Simple Log Service Alert OpsCenter allows you to manage alerts by business. Each business includes a complete pipeline that starts from the resource layer and ends at incident management.
Resource layer: includes computing, storage, and network resources, such as hosts, virtual machines, Server Load Balancer (SLB) resources, Java applications, and Go applications.
Metric layer: includes time series data, log data, and trace data. Metrics can show the health status of each resource.
Monitoring layer: allows you to create alert monitoring rules to monitor metrics by using monitoring tools such as Zabbix, Prometheus, the alert monitoring system of Simple Log Service, and the intelligent inspection feature of Simple Log Service. For example, you can monitor high CPU utilization and transient, sharp increases in network traffic.
Visualization layer: provides visualized reports to display the alert status for different resources, such as the trends in the number of triggered alerts, the handling status of alerts, and the status of alert notifications.
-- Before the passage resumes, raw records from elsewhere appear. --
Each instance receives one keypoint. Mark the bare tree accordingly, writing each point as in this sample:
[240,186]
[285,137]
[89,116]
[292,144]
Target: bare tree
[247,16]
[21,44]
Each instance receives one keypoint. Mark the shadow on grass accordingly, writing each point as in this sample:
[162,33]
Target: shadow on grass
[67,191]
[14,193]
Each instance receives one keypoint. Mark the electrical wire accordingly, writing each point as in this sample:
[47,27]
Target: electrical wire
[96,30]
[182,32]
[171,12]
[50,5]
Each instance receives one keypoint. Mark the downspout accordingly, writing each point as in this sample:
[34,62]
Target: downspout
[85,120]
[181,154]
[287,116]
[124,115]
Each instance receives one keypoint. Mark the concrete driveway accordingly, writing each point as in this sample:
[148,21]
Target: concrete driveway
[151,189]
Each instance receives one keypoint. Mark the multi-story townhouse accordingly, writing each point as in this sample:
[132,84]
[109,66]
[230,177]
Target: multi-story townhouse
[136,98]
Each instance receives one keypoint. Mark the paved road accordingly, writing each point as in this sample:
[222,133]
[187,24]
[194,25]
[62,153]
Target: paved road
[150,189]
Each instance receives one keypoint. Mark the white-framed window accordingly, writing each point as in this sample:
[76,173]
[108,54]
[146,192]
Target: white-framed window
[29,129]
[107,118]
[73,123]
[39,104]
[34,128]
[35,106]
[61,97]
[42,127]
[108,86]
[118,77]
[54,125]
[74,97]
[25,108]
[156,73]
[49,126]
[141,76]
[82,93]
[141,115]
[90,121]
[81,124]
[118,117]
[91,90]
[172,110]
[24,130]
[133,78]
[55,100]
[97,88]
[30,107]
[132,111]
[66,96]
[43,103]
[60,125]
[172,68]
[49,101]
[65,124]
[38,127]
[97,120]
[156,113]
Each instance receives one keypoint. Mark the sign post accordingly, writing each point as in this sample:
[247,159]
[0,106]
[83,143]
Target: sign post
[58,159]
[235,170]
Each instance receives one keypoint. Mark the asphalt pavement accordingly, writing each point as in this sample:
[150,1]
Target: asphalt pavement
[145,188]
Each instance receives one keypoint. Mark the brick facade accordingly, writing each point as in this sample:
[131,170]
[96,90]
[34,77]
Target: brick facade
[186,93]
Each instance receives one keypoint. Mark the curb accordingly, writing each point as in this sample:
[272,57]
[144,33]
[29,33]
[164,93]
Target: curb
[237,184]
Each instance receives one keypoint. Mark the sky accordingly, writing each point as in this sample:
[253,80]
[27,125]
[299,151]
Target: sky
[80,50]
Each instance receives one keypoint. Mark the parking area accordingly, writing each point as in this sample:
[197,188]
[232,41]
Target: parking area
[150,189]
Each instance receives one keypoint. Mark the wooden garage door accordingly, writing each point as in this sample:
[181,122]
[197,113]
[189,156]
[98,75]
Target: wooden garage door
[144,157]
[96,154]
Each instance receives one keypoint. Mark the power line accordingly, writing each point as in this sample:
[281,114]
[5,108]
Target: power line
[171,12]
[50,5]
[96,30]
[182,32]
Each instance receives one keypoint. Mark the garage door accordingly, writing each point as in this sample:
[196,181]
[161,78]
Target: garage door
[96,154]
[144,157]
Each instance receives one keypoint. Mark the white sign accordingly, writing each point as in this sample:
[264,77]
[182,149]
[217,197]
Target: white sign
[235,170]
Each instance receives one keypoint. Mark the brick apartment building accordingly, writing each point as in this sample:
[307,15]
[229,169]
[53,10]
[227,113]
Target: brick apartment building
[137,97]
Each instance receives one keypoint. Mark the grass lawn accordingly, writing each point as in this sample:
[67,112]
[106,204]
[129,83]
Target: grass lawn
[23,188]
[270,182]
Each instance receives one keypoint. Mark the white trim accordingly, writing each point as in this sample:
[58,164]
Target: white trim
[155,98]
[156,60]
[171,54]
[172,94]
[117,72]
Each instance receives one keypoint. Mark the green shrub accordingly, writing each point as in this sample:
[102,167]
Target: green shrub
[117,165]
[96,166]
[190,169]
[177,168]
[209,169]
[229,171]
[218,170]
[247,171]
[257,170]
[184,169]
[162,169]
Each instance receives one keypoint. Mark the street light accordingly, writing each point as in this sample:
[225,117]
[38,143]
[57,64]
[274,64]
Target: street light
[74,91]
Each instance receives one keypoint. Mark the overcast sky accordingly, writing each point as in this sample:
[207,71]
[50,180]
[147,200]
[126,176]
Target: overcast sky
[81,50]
Alert notifications: If an alert is triggered, Simple Log Service sends alert notifications based on a specified action policy. Simple Log Service can send alert notifications to specified users by using SMS messages, voice calls, DingTalk, custom webhooks, EventBridge, and Function Compute. Before Simple Log Service sends alert notifications, you can use alert policies to denoise alerts.
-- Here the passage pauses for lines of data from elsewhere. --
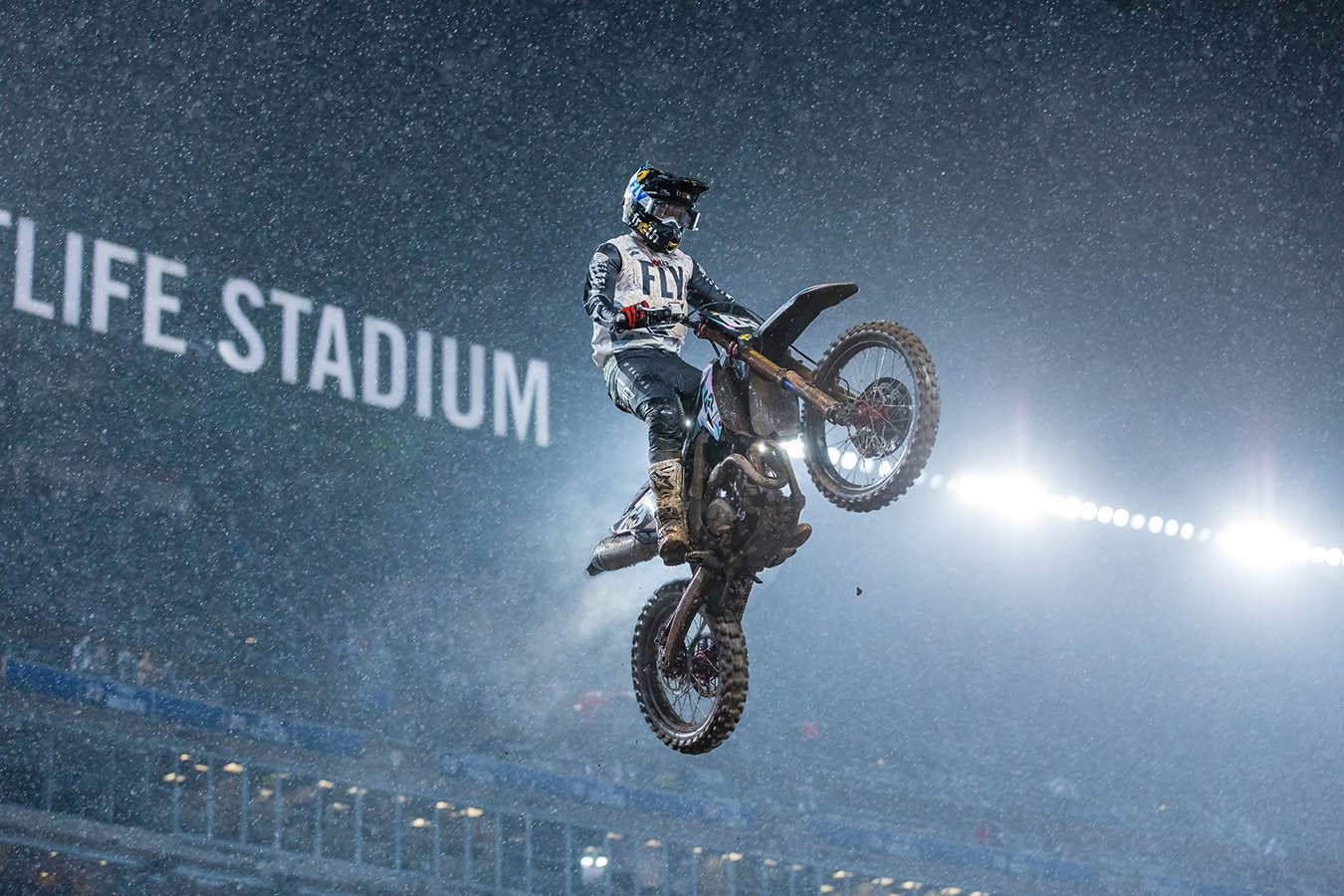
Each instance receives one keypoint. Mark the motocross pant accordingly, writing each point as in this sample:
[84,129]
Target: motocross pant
[659,388]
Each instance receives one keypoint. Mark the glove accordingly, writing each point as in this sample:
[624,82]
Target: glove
[641,316]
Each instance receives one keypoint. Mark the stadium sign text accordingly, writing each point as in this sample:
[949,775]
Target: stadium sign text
[379,365]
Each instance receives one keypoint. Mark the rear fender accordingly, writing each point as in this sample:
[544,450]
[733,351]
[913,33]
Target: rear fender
[780,331]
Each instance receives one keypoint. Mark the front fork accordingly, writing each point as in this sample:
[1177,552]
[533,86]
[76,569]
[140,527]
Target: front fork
[732,599]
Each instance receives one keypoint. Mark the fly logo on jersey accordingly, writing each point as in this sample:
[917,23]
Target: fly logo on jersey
[671,281]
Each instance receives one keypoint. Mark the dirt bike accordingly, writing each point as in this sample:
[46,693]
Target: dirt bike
[870,416]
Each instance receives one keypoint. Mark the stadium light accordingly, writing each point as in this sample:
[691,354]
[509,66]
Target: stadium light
[1012,496]
[1258,545]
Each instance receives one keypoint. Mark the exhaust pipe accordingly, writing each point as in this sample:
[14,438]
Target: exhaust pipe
[621,550]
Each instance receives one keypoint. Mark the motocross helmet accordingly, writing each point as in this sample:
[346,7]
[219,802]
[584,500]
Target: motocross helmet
[660,207]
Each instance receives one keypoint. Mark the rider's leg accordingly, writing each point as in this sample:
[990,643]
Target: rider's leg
[648,384]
Incident management: After alerts are sent to the alert management system, the alerts are merged into different sets based on a route consolidation policy. An incident is automatically created for each set. O&M engineers can manage different alert incidents. For example, you can change the status of an incident to resolved, confirmed, or ignored. You can also specify incident handlers.
Alert OpsCenter provides the following features:
Alert source integration: An alert source is the source of alerts in a business. Alert sources include Log Business resources and third-party alert sources. You can use the following methods to integrate alert sources:
Vertical alert sources
You can integrate alert sources based on your technical deployment. For example, if you use resources from the access layer, computing layer, and storage layer, you can add the resources to a business for unified management.
Horizontal alert sources
You can integrate alert sources based on your O&M requirements. For example, if your database O&M team wants to manage all RDS instances, you can add the data of the RDS instances to a business for unified management.
Third-party alert sources
If an enterprise has one or more monitoring platforms, such as Zabbix and Prometheus, the enterprise can add the alert data that is generated by the monitoring platforms to a business for unified management.
Business policies: Alert OpsCenter allows you to configure business policies to merge, suppress, or silence alerts. Business policies support the following three configuration modes: Enable, Disable, and Mixed.
In Enable mode, the alert policy and the action policy that are configured for the current business are applied. If an alert source in the business is associated with an available alert policy and an available action policy in Alert Center, the policies that are associated with the alert source are disabled.
In Disable mode, the alert policy and the action policy that are configured for the current business are not applied. If an alert source in the business is associated with an available alert policy and an available action policy in Alert Center, the policies that are associated with the alert source are enabled.
If an alert source in the business is associated with an available alert policy and an available action policy in Alert Center, the policies that are associated with the alert source and the policies that are configured for the business are all enabled.
Incident management: You can change the status of an incident to confirmed, ignored, or resolved. You can also specify incident handlers.
Alert Status dashboard: Alert OpsCenter provides the Alert Status dashboard that displays the status of an alert source, or the details of triggered alerts and alert status in a business.
Troubleshooting dashboards: Alert OpsCenter provides troubleshooting dashboards that include the following dashboards: Global Alert Pipeline Center, Global Alert Rule Center, Global Alert Troubleshooting Center, and Pub Alert Center. The preceding dashboards display information about alerts.